Maybe the baby prince?

Too soon to say, of course, but in three years he'll be, let's see now, 3 years old and fit for a bit of travel, surely? And where better to begin than in the American capital?

A blockbuster show, if so vulgar an adjective may be allowed for so polished a subject at so polished a place, will be mounted at the National Gallery on the huge subject of The British Country House for several months beginning in the fall of 1985.

It will be larger than, say, the Treasures of Dresden show and objects displayed will be worth far more than $50 million.

You remember the TV show "Brideshead Revisited." The country house that made everybody say, "Gee, that would be nice to have on the farm," was Castle Howard, a great country house designed by Vanbrugh. The owner of the house today is George Howard, who at this very moment is roaring, as you might say, throughout the British Isles to soften up owners of the great houses to fling open their doors and let the show committee lug off their greatest treasures.

John Harris, in Washington for a while (he is librarian or perhaps one should say Librarian for the Royal Institute of British Architects), said this week that few people are aware these rural seats contain art treasures little known to the world at large, but of such quality that the Hermitage, the Louvre, the National Gallery, the Prado and so on would give a couple of spare arms and legs to possess them.

"A head of Venus by Praxiteles is at Petworth," he said, "and who knows that?"

Howard said recently, in England, that "we are aiming to take over the town (Washington) and make this not just the biggest event of the year in Washington but the greatest occasion in the museum's history."

But then you know how the Brits overstate everything.

It would not astonish anybody too much if Queen Elizabeth lent some things from her own collections, and while nothing has been ventured in this direction yet, it would make sense for some of the royal family to drop by and get the show started with a real bang. Which is why I suggest--it's a thought--that the little prince should attend, and if he got a bit restless there could be a rather lovely playpen set up of wrought bronze with leeks and daffodils and unicorns, etc., with a couple of pups of distinctly British breed (Jones terriers would do well), but this is merely a free suggestion that costs nothing.

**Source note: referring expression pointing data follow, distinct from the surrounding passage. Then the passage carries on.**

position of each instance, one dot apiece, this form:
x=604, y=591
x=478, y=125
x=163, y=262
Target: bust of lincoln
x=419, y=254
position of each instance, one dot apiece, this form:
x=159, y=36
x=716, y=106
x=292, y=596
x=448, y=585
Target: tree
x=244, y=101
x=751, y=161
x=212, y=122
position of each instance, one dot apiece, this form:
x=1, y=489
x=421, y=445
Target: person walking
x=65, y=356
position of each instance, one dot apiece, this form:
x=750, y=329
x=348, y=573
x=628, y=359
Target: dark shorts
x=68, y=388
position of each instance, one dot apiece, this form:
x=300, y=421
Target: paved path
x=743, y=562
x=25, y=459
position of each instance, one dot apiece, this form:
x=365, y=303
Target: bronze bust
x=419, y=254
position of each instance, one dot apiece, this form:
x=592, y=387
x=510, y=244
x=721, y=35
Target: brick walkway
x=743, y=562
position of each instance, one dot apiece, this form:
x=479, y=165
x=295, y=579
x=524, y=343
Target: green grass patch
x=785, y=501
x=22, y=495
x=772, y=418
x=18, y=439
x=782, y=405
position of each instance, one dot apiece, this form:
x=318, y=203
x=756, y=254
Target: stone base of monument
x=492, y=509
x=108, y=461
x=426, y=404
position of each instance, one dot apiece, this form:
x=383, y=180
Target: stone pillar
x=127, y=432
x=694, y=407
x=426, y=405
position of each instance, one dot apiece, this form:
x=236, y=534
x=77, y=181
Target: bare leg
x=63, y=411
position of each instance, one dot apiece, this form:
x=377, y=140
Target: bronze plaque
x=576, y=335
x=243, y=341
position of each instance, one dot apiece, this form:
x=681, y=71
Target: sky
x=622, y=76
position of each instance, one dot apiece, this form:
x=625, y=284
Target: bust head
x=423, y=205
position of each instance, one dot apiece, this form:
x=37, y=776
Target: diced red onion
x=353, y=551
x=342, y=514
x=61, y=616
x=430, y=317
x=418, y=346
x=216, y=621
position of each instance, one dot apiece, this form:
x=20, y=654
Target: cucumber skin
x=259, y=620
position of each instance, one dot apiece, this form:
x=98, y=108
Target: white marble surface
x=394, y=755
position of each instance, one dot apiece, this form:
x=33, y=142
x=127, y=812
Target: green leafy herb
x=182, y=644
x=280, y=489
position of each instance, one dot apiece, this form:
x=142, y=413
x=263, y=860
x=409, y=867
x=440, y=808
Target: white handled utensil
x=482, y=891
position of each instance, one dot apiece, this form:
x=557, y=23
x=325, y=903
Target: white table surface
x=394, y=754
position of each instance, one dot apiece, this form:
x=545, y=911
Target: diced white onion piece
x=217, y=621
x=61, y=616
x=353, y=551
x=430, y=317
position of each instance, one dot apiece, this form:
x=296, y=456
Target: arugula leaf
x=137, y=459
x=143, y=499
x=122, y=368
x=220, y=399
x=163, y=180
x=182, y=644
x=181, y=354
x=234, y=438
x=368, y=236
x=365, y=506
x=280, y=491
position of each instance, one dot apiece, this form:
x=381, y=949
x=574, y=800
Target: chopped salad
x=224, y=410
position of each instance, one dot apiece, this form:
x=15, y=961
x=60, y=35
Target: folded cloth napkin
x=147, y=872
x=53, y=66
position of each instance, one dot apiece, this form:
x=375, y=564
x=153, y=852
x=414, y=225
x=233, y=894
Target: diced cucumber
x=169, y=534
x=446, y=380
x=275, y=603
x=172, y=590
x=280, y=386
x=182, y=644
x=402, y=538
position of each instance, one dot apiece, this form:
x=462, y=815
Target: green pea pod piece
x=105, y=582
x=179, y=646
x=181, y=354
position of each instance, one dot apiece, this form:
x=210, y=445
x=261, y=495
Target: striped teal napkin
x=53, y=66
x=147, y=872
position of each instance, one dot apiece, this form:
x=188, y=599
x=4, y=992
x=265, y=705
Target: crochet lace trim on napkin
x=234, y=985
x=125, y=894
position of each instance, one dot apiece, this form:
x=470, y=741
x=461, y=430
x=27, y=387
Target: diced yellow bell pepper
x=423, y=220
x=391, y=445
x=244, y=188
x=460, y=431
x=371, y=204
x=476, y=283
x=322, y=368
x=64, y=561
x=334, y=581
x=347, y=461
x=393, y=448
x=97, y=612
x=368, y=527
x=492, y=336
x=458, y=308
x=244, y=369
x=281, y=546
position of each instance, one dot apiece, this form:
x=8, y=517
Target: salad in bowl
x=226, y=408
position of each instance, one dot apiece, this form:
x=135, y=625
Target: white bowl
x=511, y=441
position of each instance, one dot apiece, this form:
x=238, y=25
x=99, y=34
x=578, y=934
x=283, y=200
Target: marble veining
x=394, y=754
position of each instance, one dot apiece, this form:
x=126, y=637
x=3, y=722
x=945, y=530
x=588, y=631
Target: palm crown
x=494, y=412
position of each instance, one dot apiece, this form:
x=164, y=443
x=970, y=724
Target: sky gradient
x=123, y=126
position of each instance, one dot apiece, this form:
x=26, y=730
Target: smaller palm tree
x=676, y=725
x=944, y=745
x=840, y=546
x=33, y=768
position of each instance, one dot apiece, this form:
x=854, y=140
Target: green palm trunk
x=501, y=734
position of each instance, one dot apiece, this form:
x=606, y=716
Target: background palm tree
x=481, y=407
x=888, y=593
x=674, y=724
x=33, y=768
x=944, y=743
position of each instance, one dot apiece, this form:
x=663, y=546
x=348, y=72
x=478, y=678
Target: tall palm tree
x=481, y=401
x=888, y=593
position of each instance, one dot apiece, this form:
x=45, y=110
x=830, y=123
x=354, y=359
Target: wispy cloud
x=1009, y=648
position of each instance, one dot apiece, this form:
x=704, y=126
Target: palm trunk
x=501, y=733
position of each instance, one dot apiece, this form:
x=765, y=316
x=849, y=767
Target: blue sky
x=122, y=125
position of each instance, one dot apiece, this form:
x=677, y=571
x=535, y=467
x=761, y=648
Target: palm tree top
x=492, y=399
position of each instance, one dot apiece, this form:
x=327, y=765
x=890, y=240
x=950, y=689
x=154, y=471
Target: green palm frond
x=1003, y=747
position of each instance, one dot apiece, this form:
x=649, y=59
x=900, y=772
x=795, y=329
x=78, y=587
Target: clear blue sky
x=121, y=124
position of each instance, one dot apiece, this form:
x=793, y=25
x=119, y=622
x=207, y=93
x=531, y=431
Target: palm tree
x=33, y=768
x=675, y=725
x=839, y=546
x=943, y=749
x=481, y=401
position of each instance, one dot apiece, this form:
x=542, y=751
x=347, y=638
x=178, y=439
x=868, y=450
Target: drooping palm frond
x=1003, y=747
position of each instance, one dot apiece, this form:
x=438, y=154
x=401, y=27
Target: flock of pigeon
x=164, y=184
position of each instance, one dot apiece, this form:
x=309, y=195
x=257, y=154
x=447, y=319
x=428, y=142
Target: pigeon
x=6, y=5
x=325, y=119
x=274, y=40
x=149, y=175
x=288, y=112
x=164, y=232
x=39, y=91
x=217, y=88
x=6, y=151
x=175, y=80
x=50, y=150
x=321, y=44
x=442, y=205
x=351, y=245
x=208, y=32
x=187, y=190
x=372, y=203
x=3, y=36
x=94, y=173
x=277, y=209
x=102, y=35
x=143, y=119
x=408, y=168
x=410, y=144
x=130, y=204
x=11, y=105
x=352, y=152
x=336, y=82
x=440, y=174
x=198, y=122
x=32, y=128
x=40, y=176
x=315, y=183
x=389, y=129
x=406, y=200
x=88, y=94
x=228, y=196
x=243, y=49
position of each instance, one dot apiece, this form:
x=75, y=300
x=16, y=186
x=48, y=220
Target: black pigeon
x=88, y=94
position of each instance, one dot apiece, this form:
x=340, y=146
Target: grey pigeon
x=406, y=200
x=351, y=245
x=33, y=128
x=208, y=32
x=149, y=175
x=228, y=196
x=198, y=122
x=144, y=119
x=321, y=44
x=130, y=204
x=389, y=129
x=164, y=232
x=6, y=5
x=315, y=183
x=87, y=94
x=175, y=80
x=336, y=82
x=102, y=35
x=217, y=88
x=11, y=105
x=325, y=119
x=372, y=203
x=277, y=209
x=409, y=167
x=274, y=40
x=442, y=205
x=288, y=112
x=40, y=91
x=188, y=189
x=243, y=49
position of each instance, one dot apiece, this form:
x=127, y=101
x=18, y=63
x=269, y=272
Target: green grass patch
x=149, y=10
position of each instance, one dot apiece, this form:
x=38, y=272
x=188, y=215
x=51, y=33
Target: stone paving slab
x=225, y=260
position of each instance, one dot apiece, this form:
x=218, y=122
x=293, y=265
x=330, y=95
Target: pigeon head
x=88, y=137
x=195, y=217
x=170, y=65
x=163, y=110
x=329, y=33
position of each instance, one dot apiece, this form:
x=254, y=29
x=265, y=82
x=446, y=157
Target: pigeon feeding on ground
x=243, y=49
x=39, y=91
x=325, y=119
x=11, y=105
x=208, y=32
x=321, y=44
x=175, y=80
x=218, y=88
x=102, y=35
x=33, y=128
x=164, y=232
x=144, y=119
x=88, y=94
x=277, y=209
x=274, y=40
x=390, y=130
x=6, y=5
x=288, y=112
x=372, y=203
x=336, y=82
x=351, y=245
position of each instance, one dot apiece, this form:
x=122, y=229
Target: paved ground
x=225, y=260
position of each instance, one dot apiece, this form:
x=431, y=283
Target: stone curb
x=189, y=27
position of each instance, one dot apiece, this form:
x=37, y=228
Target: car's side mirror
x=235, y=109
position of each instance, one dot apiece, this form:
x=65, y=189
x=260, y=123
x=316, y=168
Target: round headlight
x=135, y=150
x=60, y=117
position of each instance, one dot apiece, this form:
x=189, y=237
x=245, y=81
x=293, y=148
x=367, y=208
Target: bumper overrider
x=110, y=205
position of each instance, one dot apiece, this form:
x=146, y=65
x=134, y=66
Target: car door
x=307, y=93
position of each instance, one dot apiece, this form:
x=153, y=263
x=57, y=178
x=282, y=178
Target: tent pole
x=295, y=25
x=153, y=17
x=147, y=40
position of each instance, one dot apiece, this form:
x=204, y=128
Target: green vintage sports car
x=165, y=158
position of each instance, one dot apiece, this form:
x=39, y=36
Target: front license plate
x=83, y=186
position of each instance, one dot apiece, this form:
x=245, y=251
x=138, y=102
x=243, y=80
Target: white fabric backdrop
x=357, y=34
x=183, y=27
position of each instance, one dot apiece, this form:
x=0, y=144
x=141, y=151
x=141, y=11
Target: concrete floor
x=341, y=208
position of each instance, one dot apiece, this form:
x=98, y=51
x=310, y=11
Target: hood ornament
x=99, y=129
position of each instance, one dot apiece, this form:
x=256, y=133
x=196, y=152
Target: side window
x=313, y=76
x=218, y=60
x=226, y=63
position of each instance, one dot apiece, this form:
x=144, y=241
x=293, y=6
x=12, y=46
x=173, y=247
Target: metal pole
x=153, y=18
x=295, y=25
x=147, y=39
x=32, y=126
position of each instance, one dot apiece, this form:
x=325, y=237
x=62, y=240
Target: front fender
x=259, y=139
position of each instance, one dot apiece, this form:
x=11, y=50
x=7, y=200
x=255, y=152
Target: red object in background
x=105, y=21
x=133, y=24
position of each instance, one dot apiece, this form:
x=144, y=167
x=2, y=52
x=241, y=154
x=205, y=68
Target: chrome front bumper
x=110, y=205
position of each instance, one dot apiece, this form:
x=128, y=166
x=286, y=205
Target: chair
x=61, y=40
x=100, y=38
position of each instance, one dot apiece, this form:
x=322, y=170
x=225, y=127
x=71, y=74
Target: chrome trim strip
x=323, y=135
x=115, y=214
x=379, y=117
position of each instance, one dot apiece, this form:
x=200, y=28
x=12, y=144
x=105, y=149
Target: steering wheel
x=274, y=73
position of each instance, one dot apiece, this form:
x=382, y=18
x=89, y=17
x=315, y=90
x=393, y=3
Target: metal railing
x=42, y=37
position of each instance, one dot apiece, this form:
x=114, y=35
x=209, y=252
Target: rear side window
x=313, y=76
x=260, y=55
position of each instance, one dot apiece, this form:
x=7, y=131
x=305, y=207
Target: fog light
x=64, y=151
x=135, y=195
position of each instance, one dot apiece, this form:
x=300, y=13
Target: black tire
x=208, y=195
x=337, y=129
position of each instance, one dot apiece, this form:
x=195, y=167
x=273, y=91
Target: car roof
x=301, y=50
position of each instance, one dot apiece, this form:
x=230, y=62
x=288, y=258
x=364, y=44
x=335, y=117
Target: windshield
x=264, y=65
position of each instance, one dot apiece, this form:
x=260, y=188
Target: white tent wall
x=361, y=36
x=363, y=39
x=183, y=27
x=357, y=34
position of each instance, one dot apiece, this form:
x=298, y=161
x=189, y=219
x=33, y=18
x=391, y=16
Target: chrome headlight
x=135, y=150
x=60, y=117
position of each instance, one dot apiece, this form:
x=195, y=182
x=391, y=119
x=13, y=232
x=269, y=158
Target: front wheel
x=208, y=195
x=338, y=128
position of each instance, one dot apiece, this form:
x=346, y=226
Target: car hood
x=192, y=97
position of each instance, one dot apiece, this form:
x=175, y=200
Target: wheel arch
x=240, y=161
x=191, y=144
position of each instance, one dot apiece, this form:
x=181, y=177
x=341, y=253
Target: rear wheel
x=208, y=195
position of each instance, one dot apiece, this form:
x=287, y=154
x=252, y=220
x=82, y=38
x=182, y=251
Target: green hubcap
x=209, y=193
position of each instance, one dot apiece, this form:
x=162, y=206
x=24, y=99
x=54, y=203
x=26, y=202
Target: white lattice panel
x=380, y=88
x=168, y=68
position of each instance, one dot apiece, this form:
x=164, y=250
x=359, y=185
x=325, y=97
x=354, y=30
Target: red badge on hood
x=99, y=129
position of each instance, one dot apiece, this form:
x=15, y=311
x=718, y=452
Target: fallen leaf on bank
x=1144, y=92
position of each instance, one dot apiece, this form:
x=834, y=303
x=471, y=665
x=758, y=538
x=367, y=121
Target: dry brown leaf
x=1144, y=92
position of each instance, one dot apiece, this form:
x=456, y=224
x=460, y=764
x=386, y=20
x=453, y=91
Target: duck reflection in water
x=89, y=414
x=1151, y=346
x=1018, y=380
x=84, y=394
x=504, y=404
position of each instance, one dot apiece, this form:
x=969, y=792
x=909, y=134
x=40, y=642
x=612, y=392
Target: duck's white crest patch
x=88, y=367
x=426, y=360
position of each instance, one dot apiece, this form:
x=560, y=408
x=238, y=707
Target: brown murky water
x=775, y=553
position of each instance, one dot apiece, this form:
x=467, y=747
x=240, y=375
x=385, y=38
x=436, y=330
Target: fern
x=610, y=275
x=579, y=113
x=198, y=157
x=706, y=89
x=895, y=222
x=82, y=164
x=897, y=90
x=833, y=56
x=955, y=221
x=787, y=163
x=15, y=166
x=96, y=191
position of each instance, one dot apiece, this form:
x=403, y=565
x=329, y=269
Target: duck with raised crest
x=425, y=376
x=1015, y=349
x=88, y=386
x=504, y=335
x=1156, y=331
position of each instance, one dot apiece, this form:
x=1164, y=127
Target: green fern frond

As far as that goes, the National Gallery doesn't cost anything, either. At least it doesn't cost visitors anything. You already know it probably takes a little planning ahead to mount an important show. Can't just phone and say "send us a couple of your Canalettos, okay, and we'll get them back to you in a couple of months." Clearly more than that goes on. It might come as a surprise that a show should take four years of preparation, though. The current El Greco show was not done in a day, and probably should not be viewed in a day, either, if you're of my mind that Greco is IT. The time to see the Grecos without long lines is late afternoon and evening from 5 to 9. And I always say when I enter that gallery that you really can't beat the price.

Two cosmic things do occur to me. One is that these great houses are in the same danger that every great building is, when taxes and death duties present a private citizen with the gruesome truth that the world has turned modern, but the vast maintenance cost of a house with seven acres of roof (as at Knole) have not diminished but increased.

Many great houses now belong to the National Trust, which people somehow assume is a government agency but it's not. It's a private outfit and gets no whopping tax dollars to preserve the houses, many of which are still occupied (though not owned) by the original families. To make ends meet, many of the great houses are open to the public for quite modest admission fees, and it would be a tremendous help to British tourism if more of the American travelers went to visit these houses and became aware of the treasures inside them.

So the show presumably would help the increasingly important industry of tourism, good for the British economy. At the same time the show would be a great thing for the National Gallery, showing art rarely or never before seen outside the great houses, many of which are not all that easy to visit.

The show inevitably raises the ancient question of privilege. It no longer seems fair, and hasn't since the 18th century, for a few people to live on vast landed estates with fabulous incomes while the bulk of people ate roots and berries. That, in case anyone had not noticed, has changed.

All the same, and no matter how unjust the system once was, it's nice that in palmy days somebody once thought the music room could be improved a little by that head of Praxiteles. Still sitting around.